Now it must be said that I have bought some new clothes in this time, and I’ve been given a few pieces of new clothing too – as presents etc.

In particular I found there was a problem for me with second hand jeans, I just went through them really quickly, and so about 18 months ago I bought an expensive pair of organic cotton jeans made by Timberland. They’ve been very good, multipurpose, and have taken the obligatory ‘mud and bike’ based battering that I tend to give all clothes.

I have also found it very difficult to find smartish polo shirts, and so bought two fair trade, organic cotton polos from Gossypium quite recently, they should last me a long time.

But in the main I’ve bought all I need from charity shops, which are particularly good for shirts I think. I’ve needed a few smart short sleeve shirts for trips overseas etc, and they’ve all been sourced in charity shops.I’m also mainly wearing second hand leather army boots at the moment (until sandal weather arrives).

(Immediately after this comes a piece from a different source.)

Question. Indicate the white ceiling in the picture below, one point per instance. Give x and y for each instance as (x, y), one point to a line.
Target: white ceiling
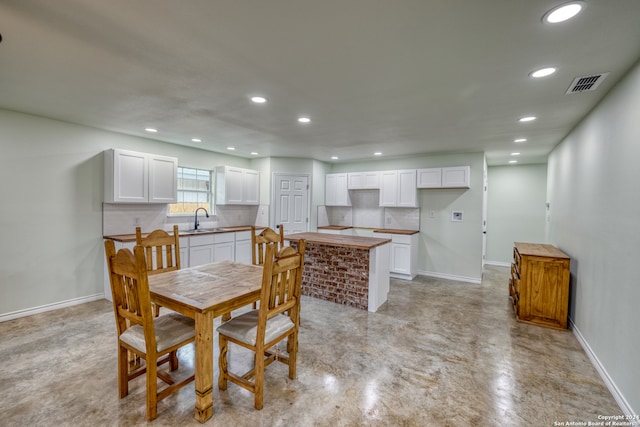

The strength of army boots, I think, is that they last forever if you look after them, they can be re-soled so they can just go on and on, they also can look smart or casual, and take the same mud and bike based battering with ease.

I’ve also done a wee bit of alteration here and there of old clothes – including to the disgust of my nearest and dearest cutting up a pair or two of old woven boxer shorts (my own) and hemming them up to use as handkerchiefs. Perfect.

I dont think its obligatory to buy absolutely everything second hand, I just dont think we should take new clothes for granted. Some are necessary, I think particularly in uniforms and so on, we will always need new clothing production. But in the main, for day to day wear, second hand could provide almost all we need. When you do need to buy new clothes, please dont just buy any old rubbish, think carefully, choose slowly, and buy quality, ethically sourced, product.